As the finger-pointing and name-calling surrounding the WikiLeaks issue continue in Washington, the White House this week facilitated a cooperative agreement among several key public and private organizations designed to spur joint information security research projects.
On Tuesday, the Obama administration’s top computer security official, Howard A. Schmidt, and Aneesh Chopra, the country’s CTO, announced that the Department of Homeland Security, NIST and the Financial Services Sector Coordinating Council had signed a memorandum of understanding that describes a framework under which the three groups can cooperate on security research and development projects. The MOU, which lasts for five years, does not provide any funding for the research projects, but instead lays out the terms under which the organizations can work together.
The agreement specifically calls for:
- Coordinating the design, delivery and deployment of innovative cybersecurity technology and processes.
- Sharing ideas and concepts for better cybersecurity, including improved effectiveness and enhanced efficiency.
Perhaps most significantly, NIST, the DHS Science and Technology Directorate and the FSSCC will work together on developing network test beds for research and development.
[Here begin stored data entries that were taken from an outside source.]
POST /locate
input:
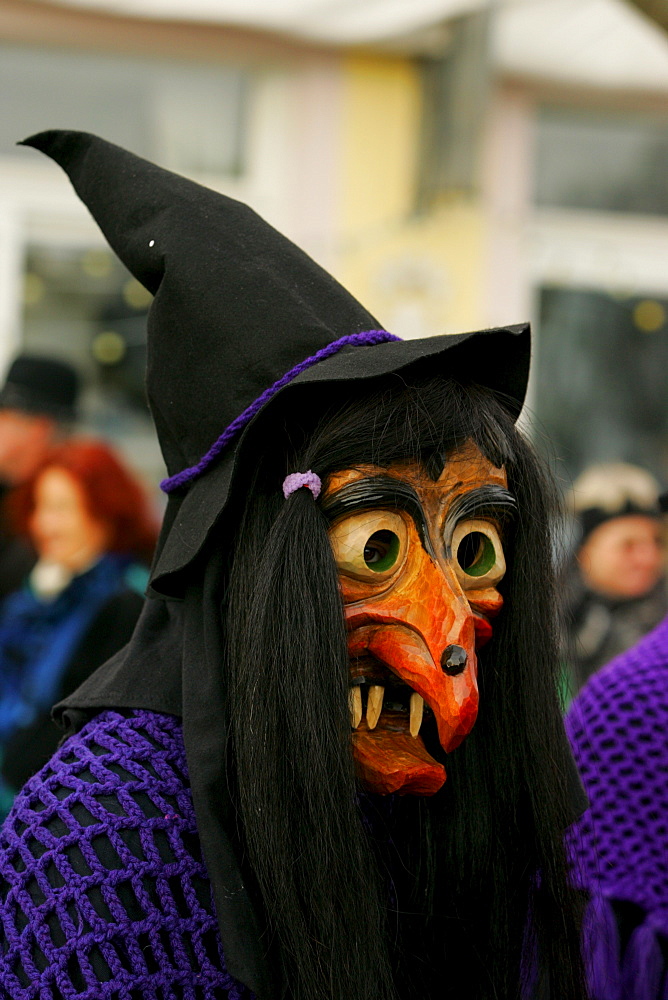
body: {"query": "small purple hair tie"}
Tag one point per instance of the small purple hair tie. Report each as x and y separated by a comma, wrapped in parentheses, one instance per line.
(298, 479)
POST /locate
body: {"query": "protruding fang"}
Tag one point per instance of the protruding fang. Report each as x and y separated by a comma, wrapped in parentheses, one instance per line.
(374, 705)
(355, 703)
(417, 708)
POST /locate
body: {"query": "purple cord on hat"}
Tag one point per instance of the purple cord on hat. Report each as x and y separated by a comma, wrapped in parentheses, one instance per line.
(365, 339)
(296, 480)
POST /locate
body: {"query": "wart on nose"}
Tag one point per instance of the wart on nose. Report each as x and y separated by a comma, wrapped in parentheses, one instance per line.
(454, 660)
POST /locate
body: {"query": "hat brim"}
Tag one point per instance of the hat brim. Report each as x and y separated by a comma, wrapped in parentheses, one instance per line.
(498, 358)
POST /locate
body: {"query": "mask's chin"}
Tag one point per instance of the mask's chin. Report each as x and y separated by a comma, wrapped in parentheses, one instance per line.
(390, 755)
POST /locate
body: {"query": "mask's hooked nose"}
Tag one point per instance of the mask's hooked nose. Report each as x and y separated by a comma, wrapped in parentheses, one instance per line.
(454, 660)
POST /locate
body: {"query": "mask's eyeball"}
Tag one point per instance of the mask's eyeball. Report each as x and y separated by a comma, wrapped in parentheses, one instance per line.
(478, 554)
(370, 546)
(381, 551)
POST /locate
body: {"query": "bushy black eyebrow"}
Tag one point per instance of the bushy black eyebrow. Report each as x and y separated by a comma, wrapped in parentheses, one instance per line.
(374, 492)
(491, 502)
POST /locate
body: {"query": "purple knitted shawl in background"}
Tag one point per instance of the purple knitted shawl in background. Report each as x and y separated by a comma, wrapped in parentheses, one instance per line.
(618, 726)
(103, 890)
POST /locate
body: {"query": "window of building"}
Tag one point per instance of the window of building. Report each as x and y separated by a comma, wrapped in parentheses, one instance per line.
(600, 389)
(186, 116)
(605, 162)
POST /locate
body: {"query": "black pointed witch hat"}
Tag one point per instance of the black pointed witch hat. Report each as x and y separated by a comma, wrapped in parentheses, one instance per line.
(241, 318)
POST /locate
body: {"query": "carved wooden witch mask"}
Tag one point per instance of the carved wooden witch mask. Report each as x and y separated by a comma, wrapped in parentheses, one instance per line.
(419, 562)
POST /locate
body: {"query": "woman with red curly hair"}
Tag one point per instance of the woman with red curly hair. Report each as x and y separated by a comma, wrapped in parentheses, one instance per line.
(91, 525)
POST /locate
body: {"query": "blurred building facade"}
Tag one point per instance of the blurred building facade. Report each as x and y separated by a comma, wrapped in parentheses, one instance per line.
(503, 163)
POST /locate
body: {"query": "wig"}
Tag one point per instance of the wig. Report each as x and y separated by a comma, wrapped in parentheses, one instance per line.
(112, 494)
(369, 898)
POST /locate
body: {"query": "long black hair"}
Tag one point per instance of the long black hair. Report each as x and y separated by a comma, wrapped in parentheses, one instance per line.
(368, 898)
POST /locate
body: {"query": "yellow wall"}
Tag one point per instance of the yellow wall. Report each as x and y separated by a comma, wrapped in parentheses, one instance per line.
(420, 275)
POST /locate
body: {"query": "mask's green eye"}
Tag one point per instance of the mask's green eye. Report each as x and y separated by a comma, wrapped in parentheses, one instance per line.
(370, 546)
(381, 551)
(478, 554)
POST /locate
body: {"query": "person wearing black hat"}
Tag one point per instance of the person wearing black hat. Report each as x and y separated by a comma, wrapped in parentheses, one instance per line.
(616, 581)
(37, 401)
(252, 798)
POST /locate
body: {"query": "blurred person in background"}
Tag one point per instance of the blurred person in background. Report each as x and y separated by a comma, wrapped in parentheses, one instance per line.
(91, 526)
(37, 403)
(616, 586)
(618, 727)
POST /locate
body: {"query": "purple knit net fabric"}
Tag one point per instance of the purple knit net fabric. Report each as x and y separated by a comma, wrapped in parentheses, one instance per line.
(618, 727)
(103, 890)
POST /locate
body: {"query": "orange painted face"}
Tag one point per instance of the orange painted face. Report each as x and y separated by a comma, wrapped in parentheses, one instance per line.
(419, 565)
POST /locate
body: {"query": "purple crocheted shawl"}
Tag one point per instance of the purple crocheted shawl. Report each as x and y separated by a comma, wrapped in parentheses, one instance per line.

This shared infrastructure will enable the organizations to perform live tests of emerging technologies.
“This agreement will accelerate the deployment of network testbeds for
specific use cases that strengthen the resiliency, security, integrity,
and usability of financial services and other critical infrastructures’
functions, processes, and people by:
Facilitating coordination and cooperation among Federal agencies and
the financial services sector in the development and delivery of
innovative cybersecurity technologies and processes; and
Establishing clear processes for the implementation of specific use cases.
The strengths of this partnership lie in the unique capabilities of its members,” Schmidt and Chopra said in a blog post announcing the MOU.
The FSSCC is an industry group that works to aid banks and other financial services institutions in both physical and information security. Partnerships between government agencies and private industry on security research and development and information sharing have been legion in the years since 9/11, but the results have been decidedly mixed. Many in private industry have said that the information sharing efforts have been a one-way street, with no data coming back from Washington on threats and new technologies to address them.